Channel Configuration

import grpc

channel = grpc.aio.insecure_channel(
    address,
    options=[
        ("grpc.keepalive_time_ms", 10000),
        ("grpc.keepalive_timeout_ms", 3000),
    ],
)

Health Checks

  • Channels automatically reconnect on failure
  • gRPC handles connection health internally
  • Failed requests trigger retries (via RetryPolicy)

Routing & Sharding

Hash Function: XXHash64

import xxhash

def hash_key(key: bytes) -> int:
    hasher = xxhash.xxh64(seed=0)
    hasher.update(key)
    return hasher.intdigest()

Properties: - Fast: Optimized C implementation - Consistent: Same key → same hash - Cross-SDK compatible

Consistent Hashing: Jump Consistent Hash

def jump_consistent_hash(key: int, num_buckets: int) -> int:
    b = -1
    j = 0
    while j < num_buckets:
        b = j
        key = ((key * 2862933555777941757) + 1) & 0xFFFFFFFFFFFFFFFF
        j = int(float(b + 1) * (float(1 << 31) / float((key >> 33) + 1)))
    return b

Properties: - Minimal key movement on shard count changes - O(log n) time complexity - Uniform distribution

Shard → Leader Mapping

shard_id → TopologyManager.get_shard_leader(shard_id) → leader_addr

Leader Cache: - Populated from ClusterView - Updated on topology changes - Updated from NOT_LEADER error hints

Retry Logic

Exponential Backoff

import random

delay = min(
    initial_delay * (2 ** attempt),
    max_delay
) + random.random() * jitter

await asyncio.sleep(delay / 1000.0)  # Convert ms to seconds

Example (initial_delay=100ms, max_delay=5s, jitter=100ms):

Attempt 1: delay = 100ms  + random(0-100ms)
Attempt 2: delay = 200ms  + random(0-100ms)
Attempt 3: delay = 400ms  + random(0-100ms)
Attempt 4: delay = 800ms  + random(0-100ms)
Attempt 5: delay = 1600ms + random(0-100ms)
Attempt 6: delay = 3200ms + random(0-100ms)
Attempt 7: delay = 5000ms + random(0-100ms) (capped)

Jitter Benefits

  • Avoids thundering herd (all clients retry at same time)
  • Spreads load during recovery
  • Reduces collision probability

Error Handling

Error Hierarchy

class NoriKVError(Exception):
    """Base error for all NoriKV errors."""

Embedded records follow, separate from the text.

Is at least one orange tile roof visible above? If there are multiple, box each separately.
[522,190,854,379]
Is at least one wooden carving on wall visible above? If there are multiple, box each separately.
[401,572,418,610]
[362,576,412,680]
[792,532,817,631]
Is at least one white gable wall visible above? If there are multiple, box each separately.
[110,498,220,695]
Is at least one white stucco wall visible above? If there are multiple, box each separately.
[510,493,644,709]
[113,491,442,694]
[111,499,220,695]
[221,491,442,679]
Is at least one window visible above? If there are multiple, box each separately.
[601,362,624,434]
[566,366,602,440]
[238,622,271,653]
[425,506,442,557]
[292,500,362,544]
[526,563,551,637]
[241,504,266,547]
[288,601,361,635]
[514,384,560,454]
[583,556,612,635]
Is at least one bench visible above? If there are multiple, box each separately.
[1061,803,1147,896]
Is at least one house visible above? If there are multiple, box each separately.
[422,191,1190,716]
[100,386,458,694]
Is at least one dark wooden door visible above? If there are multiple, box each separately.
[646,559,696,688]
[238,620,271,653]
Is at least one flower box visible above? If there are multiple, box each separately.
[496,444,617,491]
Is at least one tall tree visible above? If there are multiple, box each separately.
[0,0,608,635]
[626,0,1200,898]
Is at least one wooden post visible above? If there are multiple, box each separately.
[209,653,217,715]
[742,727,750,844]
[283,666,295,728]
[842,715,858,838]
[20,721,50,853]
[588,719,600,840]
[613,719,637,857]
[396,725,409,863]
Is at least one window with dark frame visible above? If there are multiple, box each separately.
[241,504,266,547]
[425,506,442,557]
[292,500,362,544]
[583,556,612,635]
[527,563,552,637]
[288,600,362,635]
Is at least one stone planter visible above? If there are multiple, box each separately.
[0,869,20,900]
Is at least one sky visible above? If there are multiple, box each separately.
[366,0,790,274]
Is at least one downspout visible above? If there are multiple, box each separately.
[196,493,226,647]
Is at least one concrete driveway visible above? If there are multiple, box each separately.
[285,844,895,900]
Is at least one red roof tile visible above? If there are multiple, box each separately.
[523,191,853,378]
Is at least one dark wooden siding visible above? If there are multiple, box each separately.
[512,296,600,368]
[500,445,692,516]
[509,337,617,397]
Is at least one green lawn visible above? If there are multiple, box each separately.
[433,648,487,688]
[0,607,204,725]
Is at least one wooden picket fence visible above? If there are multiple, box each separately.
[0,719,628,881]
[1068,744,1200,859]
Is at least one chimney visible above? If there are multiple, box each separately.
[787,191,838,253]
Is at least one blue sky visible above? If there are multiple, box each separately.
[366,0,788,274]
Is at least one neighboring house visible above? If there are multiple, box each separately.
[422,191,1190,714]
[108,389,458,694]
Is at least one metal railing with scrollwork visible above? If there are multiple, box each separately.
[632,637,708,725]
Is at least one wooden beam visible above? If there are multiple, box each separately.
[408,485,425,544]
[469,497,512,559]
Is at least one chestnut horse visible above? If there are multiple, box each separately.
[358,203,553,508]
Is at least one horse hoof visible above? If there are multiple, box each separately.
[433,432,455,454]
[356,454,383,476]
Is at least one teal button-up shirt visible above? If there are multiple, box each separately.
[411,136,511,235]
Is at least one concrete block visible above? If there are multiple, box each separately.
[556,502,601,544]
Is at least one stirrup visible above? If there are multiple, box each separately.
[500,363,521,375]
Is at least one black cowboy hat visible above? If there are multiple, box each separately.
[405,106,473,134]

    def __init__(self, message: str, code: str, cause: Exception | None = None):
        super().__init__(message)
        self.code = code
        self.cause = cause

class KeyNotFoundError(NoriKVError):
    """Key was not found."""

class VersionMismatchError(NoriKVError):
    """Version mismatch during CAS operation."""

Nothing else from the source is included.